A smartphone-based consultation system for acute burns – methodological challenges related to follow-up of the system

Hasselberg, Marie ; Wallis, Lee ; Blessing, Paul ; Laflamme, Lucie (2017)

CITATION: Hasselberg, M., et al. 2017. A smartphone-based consultation system for acute burns – methodological challenges related to follow-up of the system. Global Health Action, 10(sup3):1328168, doi:10.1080/16549716.2017.1328168.

The original publication is available at https://www.tandfonline.com

Article

Background: A smartphone-based consultation system for acute burns is currently being implemented in the Western Cape, South Africa. Even though studies indicate that similar systems for burns tend to support valid diagnosis and influence patient management, the evidence is still sparse. There is a need for more in-depth evaluations, not least in resource-constrained settings where mHealth projects are increasing. Objective: This article describes the consultation system and assessments in relation to its implementation with a special focus on methodological challenges. Methods: A number of evaluations and assessments have been conducted, are ongoing or planned for in relation to the implementation of the teleconsultation system. Initial assessments showed that size and depth of burns could be assessed at least as well using photographs as at bedside and that the image quality of handheld devices can be used as well as computers.

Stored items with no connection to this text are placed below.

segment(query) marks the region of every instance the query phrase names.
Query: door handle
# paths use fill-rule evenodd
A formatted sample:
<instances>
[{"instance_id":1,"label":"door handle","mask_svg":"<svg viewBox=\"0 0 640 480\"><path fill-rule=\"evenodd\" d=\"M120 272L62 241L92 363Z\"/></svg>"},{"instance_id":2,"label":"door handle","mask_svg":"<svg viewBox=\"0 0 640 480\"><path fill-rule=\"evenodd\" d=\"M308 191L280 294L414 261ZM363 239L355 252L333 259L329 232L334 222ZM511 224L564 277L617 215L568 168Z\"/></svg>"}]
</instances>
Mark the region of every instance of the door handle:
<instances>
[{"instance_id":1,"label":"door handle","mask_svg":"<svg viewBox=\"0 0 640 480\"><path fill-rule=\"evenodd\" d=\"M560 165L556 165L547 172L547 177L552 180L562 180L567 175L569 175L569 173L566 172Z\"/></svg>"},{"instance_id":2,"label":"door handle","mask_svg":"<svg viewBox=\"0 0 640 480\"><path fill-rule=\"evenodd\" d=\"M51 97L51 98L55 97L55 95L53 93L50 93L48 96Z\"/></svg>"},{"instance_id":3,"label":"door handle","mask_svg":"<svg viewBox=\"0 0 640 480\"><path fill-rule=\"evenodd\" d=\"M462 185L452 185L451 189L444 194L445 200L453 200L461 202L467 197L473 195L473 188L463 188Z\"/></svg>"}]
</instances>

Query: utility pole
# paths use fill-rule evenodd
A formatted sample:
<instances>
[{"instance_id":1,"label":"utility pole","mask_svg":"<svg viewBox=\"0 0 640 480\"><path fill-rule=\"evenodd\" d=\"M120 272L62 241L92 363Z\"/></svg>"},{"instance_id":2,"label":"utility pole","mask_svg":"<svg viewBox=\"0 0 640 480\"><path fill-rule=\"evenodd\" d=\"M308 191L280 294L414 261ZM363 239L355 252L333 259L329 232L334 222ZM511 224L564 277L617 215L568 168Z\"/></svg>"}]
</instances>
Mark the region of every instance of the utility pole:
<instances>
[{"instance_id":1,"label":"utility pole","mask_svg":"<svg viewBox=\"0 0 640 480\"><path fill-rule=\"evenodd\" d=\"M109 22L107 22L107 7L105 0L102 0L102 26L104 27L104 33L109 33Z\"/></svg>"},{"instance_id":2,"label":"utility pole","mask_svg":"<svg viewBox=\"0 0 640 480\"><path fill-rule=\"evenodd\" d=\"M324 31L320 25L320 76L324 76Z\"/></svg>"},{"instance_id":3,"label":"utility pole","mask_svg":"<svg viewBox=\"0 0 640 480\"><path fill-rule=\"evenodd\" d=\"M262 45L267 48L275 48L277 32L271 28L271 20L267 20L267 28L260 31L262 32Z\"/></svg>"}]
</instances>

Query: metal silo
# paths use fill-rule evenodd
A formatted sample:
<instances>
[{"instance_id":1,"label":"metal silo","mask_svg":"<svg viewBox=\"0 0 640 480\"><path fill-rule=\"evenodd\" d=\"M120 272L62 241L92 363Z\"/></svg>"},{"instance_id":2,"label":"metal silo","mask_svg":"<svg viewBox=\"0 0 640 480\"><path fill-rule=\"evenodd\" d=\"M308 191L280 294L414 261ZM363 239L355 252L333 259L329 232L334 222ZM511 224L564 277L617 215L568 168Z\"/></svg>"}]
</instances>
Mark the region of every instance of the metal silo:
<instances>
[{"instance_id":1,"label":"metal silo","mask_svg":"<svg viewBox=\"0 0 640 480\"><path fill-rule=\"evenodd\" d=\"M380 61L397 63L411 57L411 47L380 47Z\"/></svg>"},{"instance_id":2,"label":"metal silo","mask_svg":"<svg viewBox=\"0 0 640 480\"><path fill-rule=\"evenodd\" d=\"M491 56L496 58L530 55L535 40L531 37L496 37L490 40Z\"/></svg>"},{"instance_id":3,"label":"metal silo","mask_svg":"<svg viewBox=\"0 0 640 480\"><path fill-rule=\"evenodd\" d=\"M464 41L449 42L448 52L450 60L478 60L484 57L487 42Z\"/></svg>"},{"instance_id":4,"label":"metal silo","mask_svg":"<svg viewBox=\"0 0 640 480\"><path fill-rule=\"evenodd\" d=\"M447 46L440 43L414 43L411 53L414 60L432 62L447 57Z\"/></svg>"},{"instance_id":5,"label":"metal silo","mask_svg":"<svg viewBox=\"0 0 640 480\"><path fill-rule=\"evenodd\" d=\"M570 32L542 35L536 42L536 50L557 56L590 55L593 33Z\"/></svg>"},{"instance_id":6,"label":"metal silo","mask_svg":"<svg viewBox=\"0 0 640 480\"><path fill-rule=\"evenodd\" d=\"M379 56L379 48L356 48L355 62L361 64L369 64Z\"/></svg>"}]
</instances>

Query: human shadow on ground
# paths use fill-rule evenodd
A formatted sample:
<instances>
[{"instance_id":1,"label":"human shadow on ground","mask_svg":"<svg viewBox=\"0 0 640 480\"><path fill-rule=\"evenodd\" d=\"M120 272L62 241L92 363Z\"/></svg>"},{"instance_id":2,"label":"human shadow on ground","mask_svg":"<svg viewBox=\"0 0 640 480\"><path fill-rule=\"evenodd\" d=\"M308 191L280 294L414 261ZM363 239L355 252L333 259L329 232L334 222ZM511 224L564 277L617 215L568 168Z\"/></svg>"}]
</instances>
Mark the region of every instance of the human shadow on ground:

Studies on system usability are currently being done with a mixed-methods approach. A historical cohort design will be applied to assess the potential health impact of the system. Patients with burn injuries where the doctor at point of care has used the app to receive diagnostic support from a burns expert will be considered as exposed and patients with burn injuries where the app has not been used will be considered as non-exposed. Conclusions: Smartphone-based consultation systems have the potential to strengthen the assessment of burn injury in many settings. However, ethically and methodologically sound evaluations are needed to find the best systems and solutions. This article identifies challenges and suggests potential assessments in relation to the implementation of such a system.